İklim Kanunu görüşmelerinin başladığı ilk günden, yasalaşma süreci boyunca kanunun içeriği ve uygulama yöntemleriyle ilgili çok sayıda iddia ortaya atıldı.
Özellikle sera gazı emisyonlarına net sıfır hedefine uygun bir üst sınır belirlenmesi ilkesine dayalı olarak çalışan ve tahsisatların alınıp satılmasıyla sera gazı emisyonu azaltımını teşvik eden Emisyon Ticaret Sistemi ile ilgili bazı dezenformasyonlar yayıldı.
AA muhabirinin sorularını yanıtlayan Prof. Dr. Ayşe Uyduranoğlu, Emisyon Ticaret Sistemi'nin hukuki bir düzenleme olduğunu, dolayısıyla bir kanunda yer alması gerektiğini, bu sistemin Türkiye'de ilk kez İklim Kanunu'na dahil edilerek uygulamaya konduğunu söyledi.
Türkiye'nin Paris Anlaşması gereği ulusal katkı beyanlarını açıklayarak yıllar içindeki azaltım hedefleri doğrultusunda Emisyon Ticaret Sistemi'ni hayata geçirmeye başladığını belirten Uyduranoğlu, azaltım hedeflerine ulaşılmasında karbon fiyatlandırmasının önemli bir yere sahip olduğunu, Türkiye'nin ise tercihini Emisyon Ticaret Sistemi'nden yana kullandığını kaydetti.
Türkiye'de İklim Kanunu'nun yeni konuşulmaya başlanan bir konu olduğunu dile getiren Uyduranoğlu, "Türkiye, 2020-2053 yıllarında sıfır karbon ekonomisine ulaşmayı isteyen bir ülke. Bir hedef koyduğunuzda ona ulaşabilmek için mutlaka bazı politikaları belirliyor olmanız lazım. Burada da ön plana çıkan iki politika, karbon fiyatlandırması dediğimiz karbon vergisi ve Emisyon Ticaret Sistemi. Dünya Bankası ile yapılan çalışmalar Emisyon Ticaret Sistemi'nin Türkiye için daha avantajlı olacağını ortaya koyduğu için İklim Kanunu'nda buna yer verildi.

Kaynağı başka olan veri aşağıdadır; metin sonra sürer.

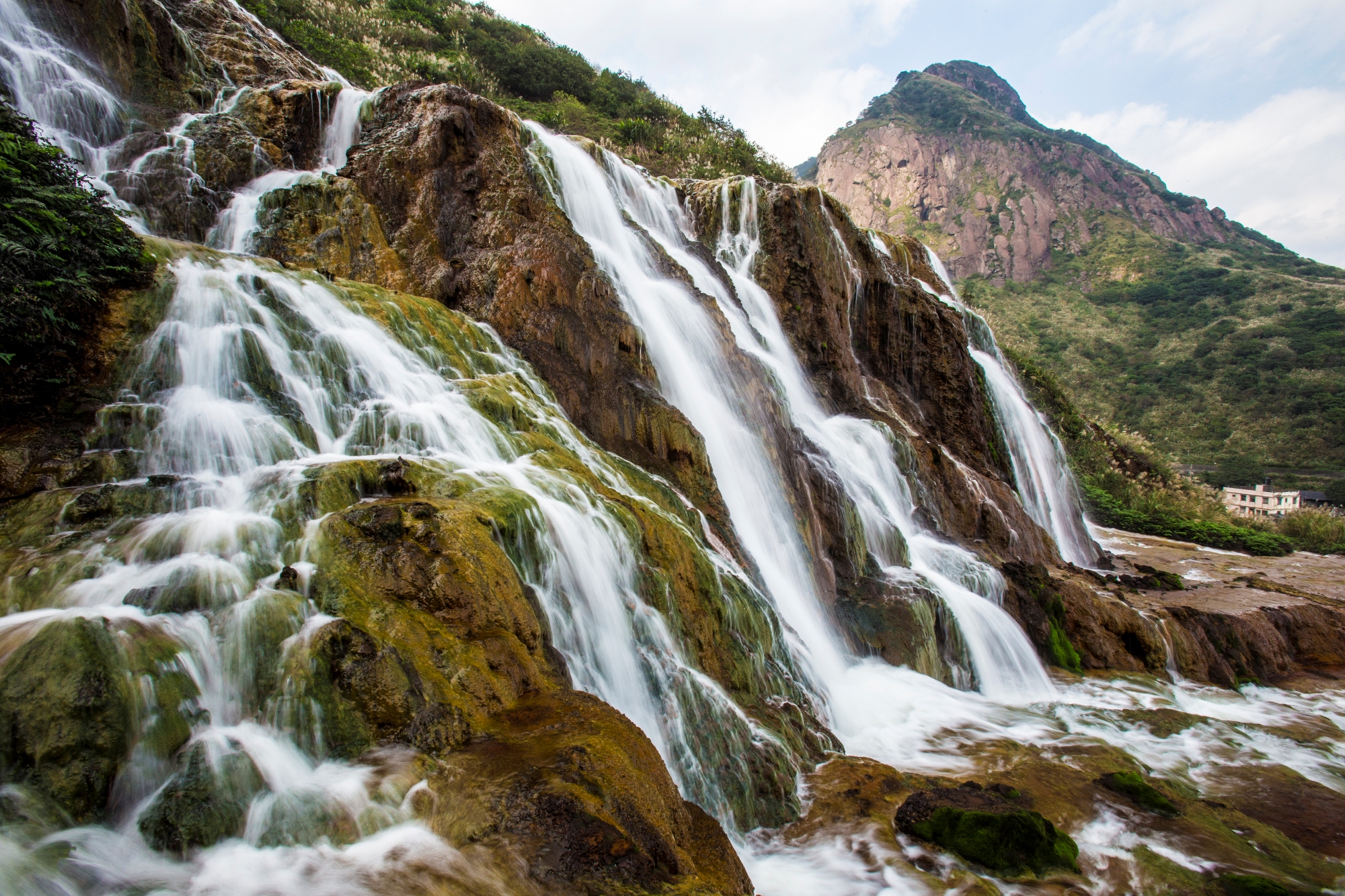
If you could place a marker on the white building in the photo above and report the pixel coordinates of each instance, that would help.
(1261, 502)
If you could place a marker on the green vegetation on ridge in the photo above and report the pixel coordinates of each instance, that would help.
(61, 248)
(381, 42)
(1210, 350)
(1126, 486)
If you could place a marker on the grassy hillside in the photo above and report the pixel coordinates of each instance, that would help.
(1210, 350)
(380, 42)
(1128, 485)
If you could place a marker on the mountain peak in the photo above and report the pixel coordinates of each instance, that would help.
(987, 84)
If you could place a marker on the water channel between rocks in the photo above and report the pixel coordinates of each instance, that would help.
(260, 388)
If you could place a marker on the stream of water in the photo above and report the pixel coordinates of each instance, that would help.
(1046, 483)
(262, 381)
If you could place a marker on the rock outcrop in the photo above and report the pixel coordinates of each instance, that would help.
(950, 155)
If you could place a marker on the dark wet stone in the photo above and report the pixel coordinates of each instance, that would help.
(985, 827)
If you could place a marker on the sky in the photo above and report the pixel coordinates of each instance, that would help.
(1237, 101)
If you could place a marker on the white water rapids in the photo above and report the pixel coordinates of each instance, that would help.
(259, 381)
(1046, 483)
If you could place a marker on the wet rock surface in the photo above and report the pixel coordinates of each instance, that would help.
(586, 797)
(1238, 618)
(65, 708)
(988, 827)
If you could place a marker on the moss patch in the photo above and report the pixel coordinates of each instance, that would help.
(988, 829)
(1140, 791)
(1252, 885)
(61, 248)
(65, 710)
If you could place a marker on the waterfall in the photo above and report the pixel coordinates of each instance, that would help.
(59, 89)
(1047, 486)
(601, 193)
(255, 381)
(239, 222)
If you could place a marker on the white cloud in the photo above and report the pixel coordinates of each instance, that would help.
(1219, 33)
(1278, 169)
(787, 73)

Çevre, Şehircilik ve İklim Değişikliği Bakanlığı'nın planlarında vardı. İlk İklim Aksiyon Planı'nda da vardı. Paris Anlaşması'nın getirdiği 6. madde gereği ve dünyada hareketlenen karbon ticareti Türkiye'yi de bu yöne entegre olmak zorunda bıraktı." dedi.
Türkiye'nin karbon fiyatlandırması yapmadan, sera gazı emisyonlarında bir azaltım sağlamasının ve iklim değişikliğiyle mücadele etmesinin söz konusu olamayacağından bahseden Uyduranoğlu, bu nedenle karbon vergisi veya Emisyon Ticaret Sistemi'ne geçişin sağlandığını bildirdi.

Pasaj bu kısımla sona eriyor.